Although all of New Haven’s ethnic groups were involved in fighting in World War II and the city’s factories were booming with business, by mid-century the factories were once again closing and parts of the city were seeing an increase of crime and poverty. Additionally, many in New Haven joined the anti-war movement in the 1960s and 1970s, bolstered by radical groups with roots in the community such as the Black Panthers.
Caraballo said Junta was another community group offering assistance as a culture of community activism formed in the city.
“Activists made sure there was advocacy and direct services provided not only to Puerto Ricans, but all Latinos in the city, and that has continued to be a priority for this organization,” she said. “I think right from the beginning there was and continues to this day a feeling about working together and recognizing it doesn’t make sense if everyone is out on their own. We can accomplish so much by being together and working together.”
Caraballo said the spirit continues today, as Junta for Progressive Action has accommodated and assisted nearly 1,000 Puerto Rican evacuees following two hurricanes that struck the island last summer.
Sergio Olmedo-Ramirez, a 22-year-old staff organizer for Junta for Progressive Action, said he was led back to the organization and community because of how much it supported him as an undocumented Mexican immigrant coming to New Haven in 2004.
“I call New Haven my home. This is the community I really identify with,” he said.
In 2007, federal immigration officials raided the city and made arrests days after the city unveiled its Elm City Resident Card, which was designed to give documentation to all of the city’s residents, as many undocumented residents were targeted for crimes and fearful of making reports.

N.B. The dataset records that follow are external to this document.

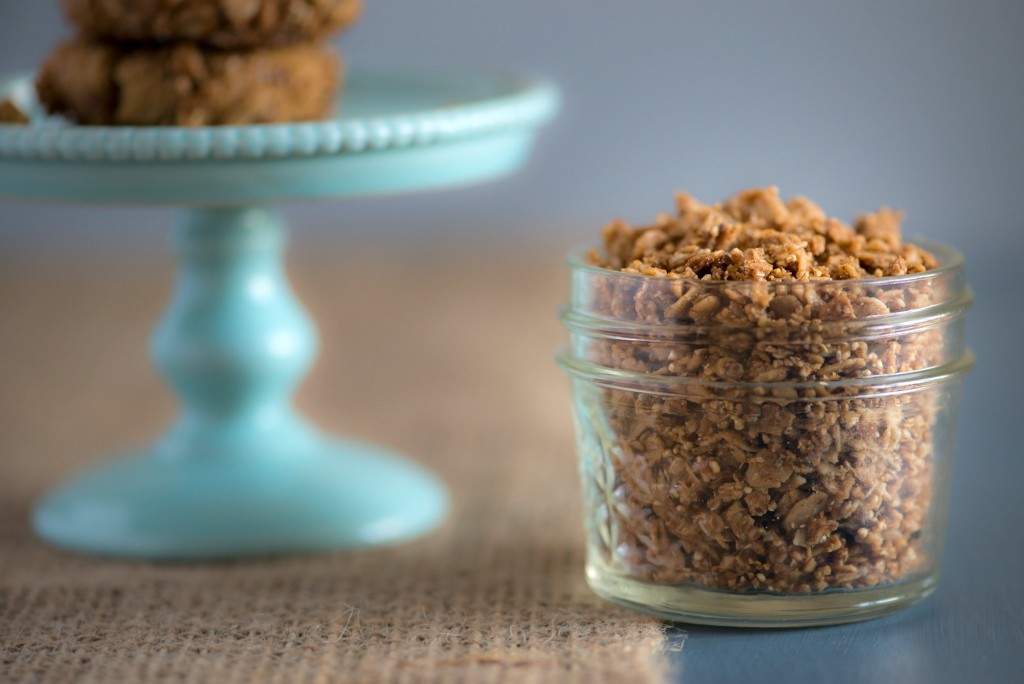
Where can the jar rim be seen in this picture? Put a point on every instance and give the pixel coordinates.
(873, 386)
(871, 327)
(950, 260)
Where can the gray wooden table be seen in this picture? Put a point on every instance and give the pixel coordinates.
(972, 628)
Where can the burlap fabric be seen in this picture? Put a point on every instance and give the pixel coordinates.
(440, 353)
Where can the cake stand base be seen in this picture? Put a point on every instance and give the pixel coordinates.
(314, 497)
(240, 473)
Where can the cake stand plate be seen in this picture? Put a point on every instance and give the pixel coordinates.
(241, 473)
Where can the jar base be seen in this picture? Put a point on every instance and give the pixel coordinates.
(686, 603)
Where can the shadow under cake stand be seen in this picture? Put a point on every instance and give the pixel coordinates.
(240, 472)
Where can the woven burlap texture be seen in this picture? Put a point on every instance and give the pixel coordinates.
(440, 353)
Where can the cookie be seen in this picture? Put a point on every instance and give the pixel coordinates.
(184, 85)
(221, 24)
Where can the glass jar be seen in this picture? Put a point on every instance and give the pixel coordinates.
(765, 454)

The ensuing protests from the community, OlmedoRamirez said, stuck with him.
“I was in the seventh grade, and I felt protected in New Haven, that I could speak out as undocumented and people were not going to turn and treat me differently,” he said.
Now, Olmedo-Ramirez’s job is to assist Latino immigrants in finding resources and offering them help.
“It’s my way of giving back,” he said.
In this decade, New Haven’s status as a sanctuary city has been a high-profile feature in its ongoing history of immigration and changing ethnicity. In summer 2017, Norwalk mother Nury Chavarria — facing deportation to Guatemala after living in Connecticut for a quarter-century — was offered sanctuary in New Haven’s Iglesia de Dios Pentecostal Church before being granted an emergency stay of deportation.
Chavarria was the first of several to seek sanctuary in a New Haven church last year. Nelson Pinos Gonzalez, a New Haven resident, has stayed in First and Summerfield United Methodist Church since November to avoid deportation to Ecuador. He took the place of Meriden resident Marco Antonio Reyes Alvarez, who stayed in the church for three months, avoiding immediate deportation also to Ecuador.
Last year, the New Haven Board of Education developed protocols and guidelines preparing against raids by federal immigration authorities.
“Sanctuary cities matter in this country,” said New Haven Alder Darryl Brackeen at a Yale protest in favor of making the university a sanctuary campus. “We must stand up for what is right; we must stand up for what is true.”